One of the key areas where Amazon Web Services has impacted is healthcare. In this article, we would learn AWS has helped to improve clinical trials and the process that’s being followed under the hood.

Improving the Clinical Trials

In the present world, incurable diseases are being cured by personalized medicines while those are made healthier using digital medicines. There is a constant study about the eradication of the cancer cells and the functioning of our immune system. The reported study has declined since the last few years and projected to go down even further.

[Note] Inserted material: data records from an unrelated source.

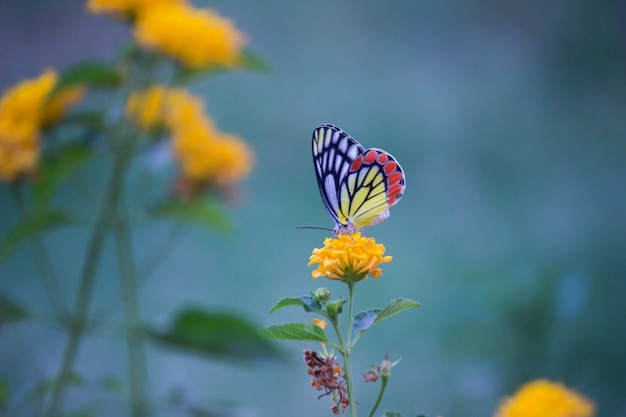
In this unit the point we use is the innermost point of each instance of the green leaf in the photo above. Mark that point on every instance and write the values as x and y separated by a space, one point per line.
205 212
397 305
285 302
366 319
295 331
55 169
92 73
306 301
219 335
41 221
10 311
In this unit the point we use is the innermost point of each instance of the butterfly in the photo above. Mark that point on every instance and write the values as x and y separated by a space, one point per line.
357 186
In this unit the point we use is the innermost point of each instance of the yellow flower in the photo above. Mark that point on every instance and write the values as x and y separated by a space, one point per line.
543 398
124 7
320 323
349 258
207 155
24 109
197 37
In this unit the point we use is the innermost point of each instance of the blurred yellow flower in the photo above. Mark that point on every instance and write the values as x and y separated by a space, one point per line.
24 109
207 155
349 258
543 398
204 153
197 37
124 7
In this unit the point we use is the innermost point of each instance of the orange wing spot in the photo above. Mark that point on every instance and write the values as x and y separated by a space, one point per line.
393 193
395 179
390 167
356 164
370 157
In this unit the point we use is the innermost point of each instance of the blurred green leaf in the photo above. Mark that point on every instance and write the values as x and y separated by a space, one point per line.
4 393
295 331
111 384
55 169
285 302
38 223
91 73
204 212
248 61
10 311
216 334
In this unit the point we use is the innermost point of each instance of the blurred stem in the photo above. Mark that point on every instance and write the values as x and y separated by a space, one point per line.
134 333
42 260
346 352
383 385
88 277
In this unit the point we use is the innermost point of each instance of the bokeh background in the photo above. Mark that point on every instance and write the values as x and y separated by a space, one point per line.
509 119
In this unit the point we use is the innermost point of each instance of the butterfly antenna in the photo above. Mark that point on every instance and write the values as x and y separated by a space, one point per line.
314 228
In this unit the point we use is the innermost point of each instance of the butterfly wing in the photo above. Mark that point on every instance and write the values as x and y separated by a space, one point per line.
374 183
357 186
333 153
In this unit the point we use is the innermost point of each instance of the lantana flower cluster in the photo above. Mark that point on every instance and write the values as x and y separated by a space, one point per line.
206 155
25 110
349 258
198 38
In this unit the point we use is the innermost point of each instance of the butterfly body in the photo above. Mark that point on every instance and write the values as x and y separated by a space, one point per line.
357 185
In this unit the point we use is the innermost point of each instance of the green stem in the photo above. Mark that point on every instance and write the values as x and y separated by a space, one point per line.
134 334
42 261
87 280
383 385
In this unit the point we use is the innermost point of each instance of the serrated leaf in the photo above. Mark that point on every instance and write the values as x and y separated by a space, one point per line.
203 212
365 319
10 311
40 222
397 305
93 73
220 335
295 331
285 302
55 169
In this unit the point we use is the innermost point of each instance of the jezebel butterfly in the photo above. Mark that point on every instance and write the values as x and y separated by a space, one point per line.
357 185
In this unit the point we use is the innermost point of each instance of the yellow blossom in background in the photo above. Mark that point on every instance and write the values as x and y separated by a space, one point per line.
161 106
349 258
197 37
24 109
543 398
124 7
320 323
207 155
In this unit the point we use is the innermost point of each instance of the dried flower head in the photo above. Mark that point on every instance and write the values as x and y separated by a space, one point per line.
326 375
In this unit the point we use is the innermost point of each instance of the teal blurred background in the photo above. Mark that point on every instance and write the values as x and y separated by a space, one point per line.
509 121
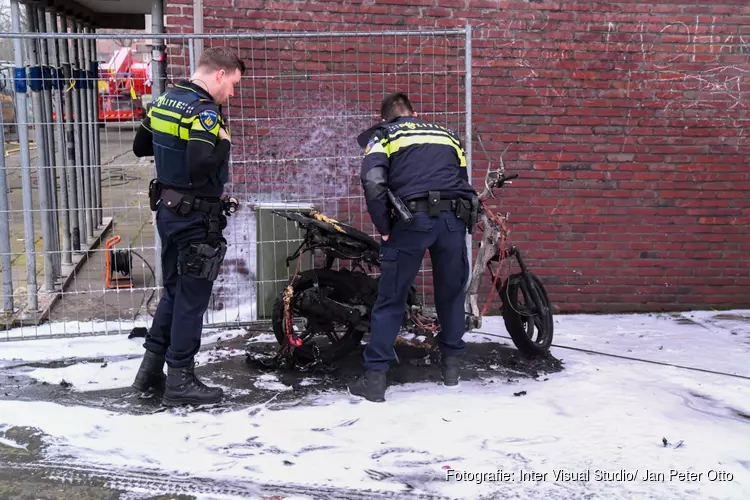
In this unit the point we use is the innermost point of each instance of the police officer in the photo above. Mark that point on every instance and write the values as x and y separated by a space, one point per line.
423 166
186 133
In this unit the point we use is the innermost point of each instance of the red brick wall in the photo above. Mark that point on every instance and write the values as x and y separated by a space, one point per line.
629 121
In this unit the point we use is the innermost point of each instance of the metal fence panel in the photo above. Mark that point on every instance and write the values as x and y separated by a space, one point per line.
76 195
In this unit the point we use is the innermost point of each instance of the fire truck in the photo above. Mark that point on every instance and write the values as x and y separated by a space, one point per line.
122 85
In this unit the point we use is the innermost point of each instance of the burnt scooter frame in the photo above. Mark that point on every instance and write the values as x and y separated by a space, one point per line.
341 241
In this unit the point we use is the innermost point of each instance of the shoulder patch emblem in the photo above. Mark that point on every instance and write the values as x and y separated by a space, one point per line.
209 119
373 141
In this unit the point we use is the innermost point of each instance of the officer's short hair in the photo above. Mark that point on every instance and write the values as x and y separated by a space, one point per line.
394 105
217 58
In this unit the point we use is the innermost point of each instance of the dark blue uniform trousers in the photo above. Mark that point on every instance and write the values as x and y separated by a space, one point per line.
178 322
401 257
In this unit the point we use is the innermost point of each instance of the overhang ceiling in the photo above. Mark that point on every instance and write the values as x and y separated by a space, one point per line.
118 6
104 14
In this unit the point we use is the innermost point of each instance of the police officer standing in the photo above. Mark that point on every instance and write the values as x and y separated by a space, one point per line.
422 166
186 133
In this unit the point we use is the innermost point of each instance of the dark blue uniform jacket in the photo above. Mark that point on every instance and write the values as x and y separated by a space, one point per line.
411 157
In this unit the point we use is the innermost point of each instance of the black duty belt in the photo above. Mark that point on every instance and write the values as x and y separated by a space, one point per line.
423 205
183 204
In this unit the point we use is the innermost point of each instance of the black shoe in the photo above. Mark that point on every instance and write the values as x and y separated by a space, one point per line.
150 374
450 368
371 386
184 388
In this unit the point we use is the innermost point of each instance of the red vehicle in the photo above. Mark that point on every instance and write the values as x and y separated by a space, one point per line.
122 83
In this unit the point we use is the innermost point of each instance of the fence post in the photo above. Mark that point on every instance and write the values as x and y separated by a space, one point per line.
51 141
83 94
157 88
21 83
467 145
96 138
7 260
71 146
80 169
43 156
90 126
58 86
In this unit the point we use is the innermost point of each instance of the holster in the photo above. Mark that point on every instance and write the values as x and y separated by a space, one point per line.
154 194
400 208
183 204
433 200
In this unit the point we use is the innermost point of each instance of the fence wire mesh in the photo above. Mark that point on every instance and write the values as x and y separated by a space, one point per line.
76 195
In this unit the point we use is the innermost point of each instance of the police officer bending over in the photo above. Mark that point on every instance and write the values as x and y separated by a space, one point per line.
186 133
421 167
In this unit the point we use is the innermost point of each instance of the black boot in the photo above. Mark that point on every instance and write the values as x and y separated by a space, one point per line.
184 388
450 368
371 386
150 374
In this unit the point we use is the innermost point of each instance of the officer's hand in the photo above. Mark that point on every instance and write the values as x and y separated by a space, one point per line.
223 135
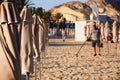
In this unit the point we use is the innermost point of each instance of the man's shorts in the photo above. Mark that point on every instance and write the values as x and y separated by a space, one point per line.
95 42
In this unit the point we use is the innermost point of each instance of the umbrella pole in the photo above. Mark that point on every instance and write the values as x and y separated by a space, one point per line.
40 66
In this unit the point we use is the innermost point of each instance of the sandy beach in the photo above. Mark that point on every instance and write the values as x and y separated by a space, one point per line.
62 63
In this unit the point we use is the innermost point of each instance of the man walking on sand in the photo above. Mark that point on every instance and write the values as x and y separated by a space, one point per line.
95 34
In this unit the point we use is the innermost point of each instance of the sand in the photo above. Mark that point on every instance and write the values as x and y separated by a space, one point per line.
63 62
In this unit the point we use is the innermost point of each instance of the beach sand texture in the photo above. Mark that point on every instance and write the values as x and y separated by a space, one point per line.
62 63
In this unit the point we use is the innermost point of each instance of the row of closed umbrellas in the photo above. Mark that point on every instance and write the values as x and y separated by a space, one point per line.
21 38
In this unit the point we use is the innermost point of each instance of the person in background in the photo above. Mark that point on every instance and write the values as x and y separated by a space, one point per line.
63 34
96 34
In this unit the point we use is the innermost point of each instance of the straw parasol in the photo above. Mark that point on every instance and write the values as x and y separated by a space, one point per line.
26 49
9 42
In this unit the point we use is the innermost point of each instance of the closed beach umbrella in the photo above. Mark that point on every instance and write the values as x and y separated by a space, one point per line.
9 43
26 48
106 30
102 31
114 31
42 35
35 35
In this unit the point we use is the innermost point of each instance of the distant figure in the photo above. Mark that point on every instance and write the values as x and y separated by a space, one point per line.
88 32
64 35
115 32
102 31
106 30
96 39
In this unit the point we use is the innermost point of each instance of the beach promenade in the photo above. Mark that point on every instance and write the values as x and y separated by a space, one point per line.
62 63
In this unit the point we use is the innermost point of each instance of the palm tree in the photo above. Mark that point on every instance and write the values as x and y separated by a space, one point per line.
21 3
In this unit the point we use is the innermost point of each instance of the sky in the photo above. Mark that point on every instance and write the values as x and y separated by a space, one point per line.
48 4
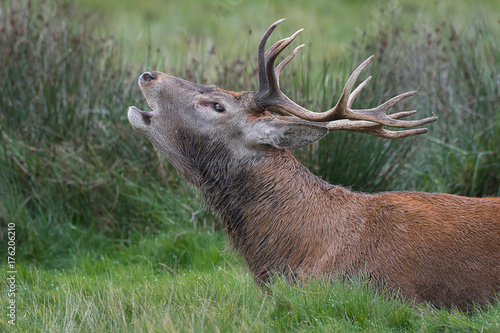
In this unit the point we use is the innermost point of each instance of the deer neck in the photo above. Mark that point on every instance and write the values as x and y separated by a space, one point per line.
266 204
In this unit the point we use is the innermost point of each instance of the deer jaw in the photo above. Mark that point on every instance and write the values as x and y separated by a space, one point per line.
192 122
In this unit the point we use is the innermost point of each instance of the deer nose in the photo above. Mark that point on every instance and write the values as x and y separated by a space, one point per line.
147 77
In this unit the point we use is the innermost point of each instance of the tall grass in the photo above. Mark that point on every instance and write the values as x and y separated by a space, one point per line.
109 239
72 171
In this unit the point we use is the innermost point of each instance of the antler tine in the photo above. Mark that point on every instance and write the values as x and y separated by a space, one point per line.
356 91
376 129
271 55
371 121
285 61
261 58
378 114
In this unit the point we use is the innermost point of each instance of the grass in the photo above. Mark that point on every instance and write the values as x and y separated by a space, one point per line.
109 239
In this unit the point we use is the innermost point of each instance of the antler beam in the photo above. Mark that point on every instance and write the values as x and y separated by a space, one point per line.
341 116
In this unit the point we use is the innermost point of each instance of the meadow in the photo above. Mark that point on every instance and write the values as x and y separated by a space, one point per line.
109 239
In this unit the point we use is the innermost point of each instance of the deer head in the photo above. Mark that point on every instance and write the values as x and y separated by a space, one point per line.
192 122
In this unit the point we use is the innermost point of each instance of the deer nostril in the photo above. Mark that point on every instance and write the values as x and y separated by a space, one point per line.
147 77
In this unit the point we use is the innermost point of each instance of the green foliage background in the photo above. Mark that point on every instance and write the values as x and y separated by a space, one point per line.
108 238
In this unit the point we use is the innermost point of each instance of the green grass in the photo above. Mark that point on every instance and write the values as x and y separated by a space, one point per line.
108 238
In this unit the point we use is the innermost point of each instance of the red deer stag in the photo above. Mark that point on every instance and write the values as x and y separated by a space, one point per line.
233 146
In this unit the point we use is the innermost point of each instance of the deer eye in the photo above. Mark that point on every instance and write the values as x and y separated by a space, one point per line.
217 107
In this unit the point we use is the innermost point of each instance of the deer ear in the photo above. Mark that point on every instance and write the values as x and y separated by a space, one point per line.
289 133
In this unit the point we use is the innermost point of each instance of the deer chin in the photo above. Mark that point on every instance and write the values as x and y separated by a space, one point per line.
140 120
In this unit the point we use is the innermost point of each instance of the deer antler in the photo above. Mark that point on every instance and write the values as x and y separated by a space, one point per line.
341 116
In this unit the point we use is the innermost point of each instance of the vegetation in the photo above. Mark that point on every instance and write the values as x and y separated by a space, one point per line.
109 239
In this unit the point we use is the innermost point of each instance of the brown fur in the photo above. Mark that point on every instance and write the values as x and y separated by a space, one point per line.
439 248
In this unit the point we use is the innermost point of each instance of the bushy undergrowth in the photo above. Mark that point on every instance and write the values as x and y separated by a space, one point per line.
73 172
109 239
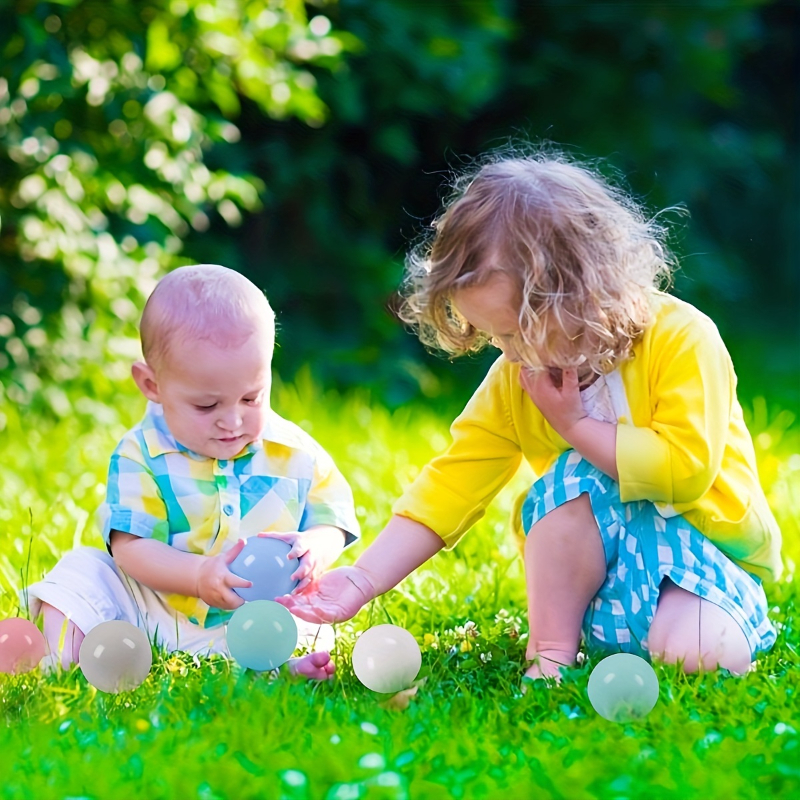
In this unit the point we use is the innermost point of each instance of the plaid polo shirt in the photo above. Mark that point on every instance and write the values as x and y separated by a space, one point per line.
160 490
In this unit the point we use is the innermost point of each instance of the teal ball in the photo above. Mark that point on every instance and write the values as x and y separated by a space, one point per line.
623 687
263 562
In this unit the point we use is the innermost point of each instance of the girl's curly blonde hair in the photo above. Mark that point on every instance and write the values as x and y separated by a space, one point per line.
583 255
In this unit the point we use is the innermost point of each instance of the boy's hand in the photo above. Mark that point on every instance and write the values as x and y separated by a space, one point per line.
556 396
337 596
215 581
315 549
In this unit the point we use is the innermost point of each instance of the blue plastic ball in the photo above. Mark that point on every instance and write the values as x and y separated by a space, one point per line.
261 635
264 562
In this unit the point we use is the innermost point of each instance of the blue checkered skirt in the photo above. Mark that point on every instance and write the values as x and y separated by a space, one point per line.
642 548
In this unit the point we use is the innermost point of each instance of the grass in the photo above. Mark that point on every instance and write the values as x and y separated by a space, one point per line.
204 728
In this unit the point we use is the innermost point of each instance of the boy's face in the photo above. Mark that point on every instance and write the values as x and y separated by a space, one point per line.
491 307
215 399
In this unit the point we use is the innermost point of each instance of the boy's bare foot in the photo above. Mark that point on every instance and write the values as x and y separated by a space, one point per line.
314 666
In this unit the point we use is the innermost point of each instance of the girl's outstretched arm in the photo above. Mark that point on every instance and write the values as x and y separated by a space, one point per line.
401 547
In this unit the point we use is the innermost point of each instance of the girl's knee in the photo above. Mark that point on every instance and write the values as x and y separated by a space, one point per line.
574 515
698 634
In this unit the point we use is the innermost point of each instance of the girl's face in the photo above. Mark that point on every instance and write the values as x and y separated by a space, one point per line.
492 308
215 399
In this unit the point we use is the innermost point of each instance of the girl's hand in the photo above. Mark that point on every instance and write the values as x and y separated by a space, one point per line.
215 581
560 403
337 596
315 549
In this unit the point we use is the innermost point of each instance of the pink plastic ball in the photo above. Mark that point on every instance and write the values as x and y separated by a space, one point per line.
22 646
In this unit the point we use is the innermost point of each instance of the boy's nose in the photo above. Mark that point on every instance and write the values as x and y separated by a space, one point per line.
230 421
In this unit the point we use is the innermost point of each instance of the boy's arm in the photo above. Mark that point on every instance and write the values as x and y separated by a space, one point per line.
165 569
338 595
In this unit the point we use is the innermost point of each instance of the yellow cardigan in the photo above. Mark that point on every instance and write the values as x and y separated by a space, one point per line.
687 445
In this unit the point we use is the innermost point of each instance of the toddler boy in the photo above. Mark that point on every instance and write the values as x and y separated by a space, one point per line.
209 465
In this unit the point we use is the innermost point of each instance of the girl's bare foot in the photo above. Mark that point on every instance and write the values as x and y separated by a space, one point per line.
540 666
314 666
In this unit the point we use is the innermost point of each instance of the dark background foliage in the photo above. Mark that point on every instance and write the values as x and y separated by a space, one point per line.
690 103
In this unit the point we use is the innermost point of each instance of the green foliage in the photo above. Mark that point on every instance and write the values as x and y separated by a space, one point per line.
108 115
686 100
204 728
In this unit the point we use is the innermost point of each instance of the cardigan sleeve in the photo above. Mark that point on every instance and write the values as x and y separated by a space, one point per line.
452 492
692 386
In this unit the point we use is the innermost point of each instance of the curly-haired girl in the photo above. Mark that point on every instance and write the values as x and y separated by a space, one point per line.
647 530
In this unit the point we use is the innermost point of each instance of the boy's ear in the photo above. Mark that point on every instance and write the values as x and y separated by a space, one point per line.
145 379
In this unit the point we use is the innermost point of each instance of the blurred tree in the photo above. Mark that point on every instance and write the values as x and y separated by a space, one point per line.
692 102
108 112
136 131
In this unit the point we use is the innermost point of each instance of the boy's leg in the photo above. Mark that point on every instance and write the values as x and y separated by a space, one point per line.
63 637
565 567
696 632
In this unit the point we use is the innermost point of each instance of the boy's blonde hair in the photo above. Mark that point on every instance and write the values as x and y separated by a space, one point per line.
205 302
582 253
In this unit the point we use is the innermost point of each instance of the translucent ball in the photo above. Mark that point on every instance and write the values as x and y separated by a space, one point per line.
22 646
623 687
263 561
261 635
386 658
115 656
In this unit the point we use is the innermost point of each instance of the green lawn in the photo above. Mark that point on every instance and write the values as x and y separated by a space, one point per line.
206 729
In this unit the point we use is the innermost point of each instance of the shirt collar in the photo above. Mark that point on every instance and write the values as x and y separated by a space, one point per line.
159 438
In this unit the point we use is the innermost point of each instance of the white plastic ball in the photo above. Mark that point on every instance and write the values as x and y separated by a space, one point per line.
623 687
115 656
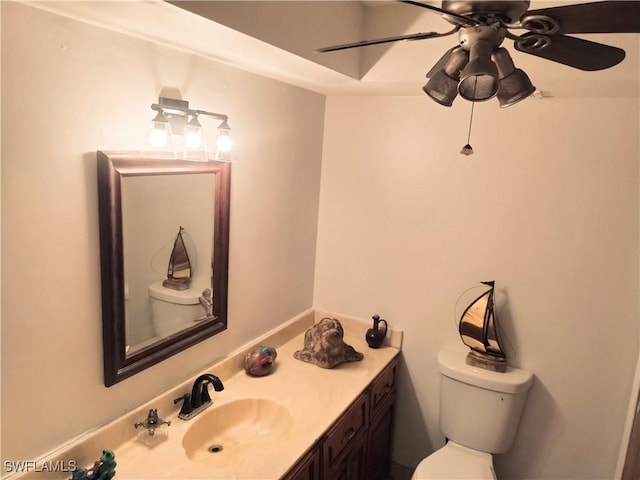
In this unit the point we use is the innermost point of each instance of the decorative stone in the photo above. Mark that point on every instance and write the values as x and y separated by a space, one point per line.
324 345
260 361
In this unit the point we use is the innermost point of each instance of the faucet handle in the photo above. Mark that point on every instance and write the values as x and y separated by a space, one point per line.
186 404
204 393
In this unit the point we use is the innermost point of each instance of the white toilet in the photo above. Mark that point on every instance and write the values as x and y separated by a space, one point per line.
479 415
174 310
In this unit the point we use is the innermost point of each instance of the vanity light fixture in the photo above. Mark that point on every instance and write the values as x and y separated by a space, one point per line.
176 128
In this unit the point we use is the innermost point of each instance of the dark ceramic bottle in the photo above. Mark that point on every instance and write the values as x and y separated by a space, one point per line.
375 336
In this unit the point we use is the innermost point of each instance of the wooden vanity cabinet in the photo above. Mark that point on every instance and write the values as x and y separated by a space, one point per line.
308 467
358 444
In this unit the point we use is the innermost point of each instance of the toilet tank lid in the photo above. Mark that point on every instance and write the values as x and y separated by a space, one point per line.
452 364
189 296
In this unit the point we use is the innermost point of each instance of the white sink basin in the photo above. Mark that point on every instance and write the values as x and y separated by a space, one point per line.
233 433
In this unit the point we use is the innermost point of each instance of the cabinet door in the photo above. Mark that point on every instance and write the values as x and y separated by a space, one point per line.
341 436
352 464
308 468
383 396
379 453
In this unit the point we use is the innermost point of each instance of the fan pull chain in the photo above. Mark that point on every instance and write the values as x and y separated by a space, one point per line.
467 149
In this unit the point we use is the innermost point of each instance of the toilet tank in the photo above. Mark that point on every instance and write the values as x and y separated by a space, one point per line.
480 409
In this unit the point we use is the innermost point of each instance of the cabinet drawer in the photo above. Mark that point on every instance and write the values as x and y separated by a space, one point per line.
350 425
384 387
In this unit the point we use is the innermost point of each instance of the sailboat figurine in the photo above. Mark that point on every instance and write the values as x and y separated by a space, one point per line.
179 269
479 331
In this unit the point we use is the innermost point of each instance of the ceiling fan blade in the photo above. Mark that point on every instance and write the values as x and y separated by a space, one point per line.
598 17
364 43
465 20
572 51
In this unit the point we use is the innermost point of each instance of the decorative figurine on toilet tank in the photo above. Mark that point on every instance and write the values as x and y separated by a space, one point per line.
324 345
479 331
260 361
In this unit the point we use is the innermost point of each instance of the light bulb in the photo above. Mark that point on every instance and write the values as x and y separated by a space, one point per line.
224 142
193 140
158 137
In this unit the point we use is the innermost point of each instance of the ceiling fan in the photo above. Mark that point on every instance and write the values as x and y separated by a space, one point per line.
478 68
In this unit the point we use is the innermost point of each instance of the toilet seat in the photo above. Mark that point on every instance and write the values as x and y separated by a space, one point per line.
455 461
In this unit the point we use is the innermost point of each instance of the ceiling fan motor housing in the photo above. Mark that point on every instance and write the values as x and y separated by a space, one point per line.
470 35
509 11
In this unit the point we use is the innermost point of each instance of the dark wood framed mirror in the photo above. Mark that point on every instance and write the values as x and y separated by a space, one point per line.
142 203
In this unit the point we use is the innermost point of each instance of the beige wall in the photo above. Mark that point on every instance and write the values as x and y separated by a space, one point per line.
69 89
547 207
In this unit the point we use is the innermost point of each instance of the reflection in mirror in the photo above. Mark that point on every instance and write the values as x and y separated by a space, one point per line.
164 231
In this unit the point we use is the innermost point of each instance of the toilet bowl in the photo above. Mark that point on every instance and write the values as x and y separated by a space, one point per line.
174 310
454 461
479 415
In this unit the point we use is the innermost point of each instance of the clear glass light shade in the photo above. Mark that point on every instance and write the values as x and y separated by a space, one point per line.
159 138
515 85
479 79
193 134
160 131
224 144
442 87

Thus it is necessary to work securely with the clinical trial data and maintain the compliance. AI and Machine Learning are also playing their part in this regard. To modernize the clinical trials, the AWS customers could use some common architectural patterns which would ensure cost reduction, better generation of evidence, more personalized medicines and so on.

 

Image result for improve clinical trial with aws

source: amazon web services

 

There is pressure within the pharma organizations for efficient use of the resources and streamline the process while reducing the costs. Thus gathering data from non-traditional sources such as mobile, IoT, clinical devices, and so on has become a necessity now. To improve accuracy, reduce costs, and speed up outcomes, mobile technologies could be used as it provides data ingestion supplemented with Machine Learning and Artificial Intelligence Technologies.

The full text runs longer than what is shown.